The Chartered Institute of Marketing's latest Marketing Trends survey, released last week, showed that the confidence index that measures marketers' confidence in their ability to meet sales targets has slumped to 82.5, down from 98.5, during the past winter.
Perhaps more tellingly, priorities have changed in just a few months.
Whereas until recently key concerns included boosting margins and improving product specifications - a key part of better branding, if you like - improving existing customer loyalty and income generation are what matters now to almost two-thirds of those questioned.
There's nothing surprising about dealing with depressing sales figures by becoming obsessed with squeezing more from what you already have. And focusing on winning more business from existing customers is what any sensible company should be doing.
The fact is, however, that this feels more like another swing of the pendulum toward the short term than a concerted effort to building better customer relationships.
The high-tech sector provides a timely reminder of what happens when you chase short-term sales at the expense of brand-building. Under siege because of the slashing of IT budgets in businesses across the board, IT companies still don't seem to have learned the lesson that brands matter as much as the stuff they are flogging.
This is the reading, anyway, of a survey of 350 senior marketing executives from the CMO Council, a collection of senior marketers, whose 60-odd members include most of the well-known names in the industry, including Cisco, Hitachi, Dell, Microsoft, Xerox and Yahoo!
The good news is that despite serious reductions and realignments of marketing departments last year, the respondents said that belt-tightening has increased their organisational effectiveness and that the marketing function has retained its influence and value in most parts of the company - except, predictably, finance.
But the bad news is that a majority list lead generation, PR reach and sales closed as their three most important performance measures. Branding is much lower down. This inability to understand branding is why so many high-tech companies have suffered disproportionately over the past year.
Ironically, the marketers in the survey rate IBM, Microsoft and Dell as the companies that made the biggest marketing impact in 2002. And how did they do it? By realising the importance of their brands. While that happens to include spending millions on ads, that's only part of it.
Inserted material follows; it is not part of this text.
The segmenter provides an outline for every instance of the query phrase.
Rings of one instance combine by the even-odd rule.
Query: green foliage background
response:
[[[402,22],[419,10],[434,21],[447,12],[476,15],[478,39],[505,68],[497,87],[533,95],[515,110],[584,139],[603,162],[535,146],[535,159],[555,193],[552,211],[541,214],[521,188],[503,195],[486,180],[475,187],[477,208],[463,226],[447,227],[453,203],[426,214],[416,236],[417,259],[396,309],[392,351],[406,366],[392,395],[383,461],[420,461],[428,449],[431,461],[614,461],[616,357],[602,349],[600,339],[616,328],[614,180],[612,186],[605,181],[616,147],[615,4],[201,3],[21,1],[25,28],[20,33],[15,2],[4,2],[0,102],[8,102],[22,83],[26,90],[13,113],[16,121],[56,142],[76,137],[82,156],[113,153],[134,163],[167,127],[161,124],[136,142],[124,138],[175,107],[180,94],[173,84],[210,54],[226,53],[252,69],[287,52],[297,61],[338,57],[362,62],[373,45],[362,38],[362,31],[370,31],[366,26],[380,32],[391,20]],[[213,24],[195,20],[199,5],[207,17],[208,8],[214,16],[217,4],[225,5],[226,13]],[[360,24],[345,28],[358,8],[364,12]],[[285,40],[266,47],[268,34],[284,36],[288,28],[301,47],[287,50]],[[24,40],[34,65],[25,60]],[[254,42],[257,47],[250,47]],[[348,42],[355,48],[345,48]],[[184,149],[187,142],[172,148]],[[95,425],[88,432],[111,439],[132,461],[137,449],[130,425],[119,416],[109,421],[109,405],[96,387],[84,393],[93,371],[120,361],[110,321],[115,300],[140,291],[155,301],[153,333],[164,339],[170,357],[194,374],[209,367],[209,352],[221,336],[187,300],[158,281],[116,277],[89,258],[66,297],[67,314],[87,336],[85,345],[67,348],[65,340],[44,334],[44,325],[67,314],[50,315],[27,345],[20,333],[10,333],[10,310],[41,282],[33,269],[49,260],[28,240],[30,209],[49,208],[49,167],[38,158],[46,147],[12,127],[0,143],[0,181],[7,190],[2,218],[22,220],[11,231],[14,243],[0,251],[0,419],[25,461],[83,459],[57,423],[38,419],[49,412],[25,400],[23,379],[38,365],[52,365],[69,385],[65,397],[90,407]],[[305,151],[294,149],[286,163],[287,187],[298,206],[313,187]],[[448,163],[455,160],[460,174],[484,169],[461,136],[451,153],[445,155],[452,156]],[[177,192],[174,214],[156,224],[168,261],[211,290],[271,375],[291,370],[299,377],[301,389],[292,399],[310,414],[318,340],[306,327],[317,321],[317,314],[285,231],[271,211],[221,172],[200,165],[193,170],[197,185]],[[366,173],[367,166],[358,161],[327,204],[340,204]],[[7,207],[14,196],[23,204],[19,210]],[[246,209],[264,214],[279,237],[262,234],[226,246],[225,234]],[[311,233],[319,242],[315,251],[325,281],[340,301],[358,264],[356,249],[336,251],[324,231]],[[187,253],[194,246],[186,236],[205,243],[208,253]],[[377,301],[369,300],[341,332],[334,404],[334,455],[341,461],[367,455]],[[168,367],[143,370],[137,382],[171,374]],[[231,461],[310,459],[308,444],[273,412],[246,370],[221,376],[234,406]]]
It's about understanding what really creates sustainable brand value over time.
A study by consultants Accenture has found that companies surviving the recession of the early-90s most effectively did more than tighten financial purse strings. They used the downturn to refine their strategies according to what was important to customers, what was essential for delivering value and what distinguished them from their rivals. By looking beyond the daily grind, they came out of the slump in measurably strong shape.
It's a reminder that, however tough the times, chasing your own tail is never going to be a viable marketing strategy.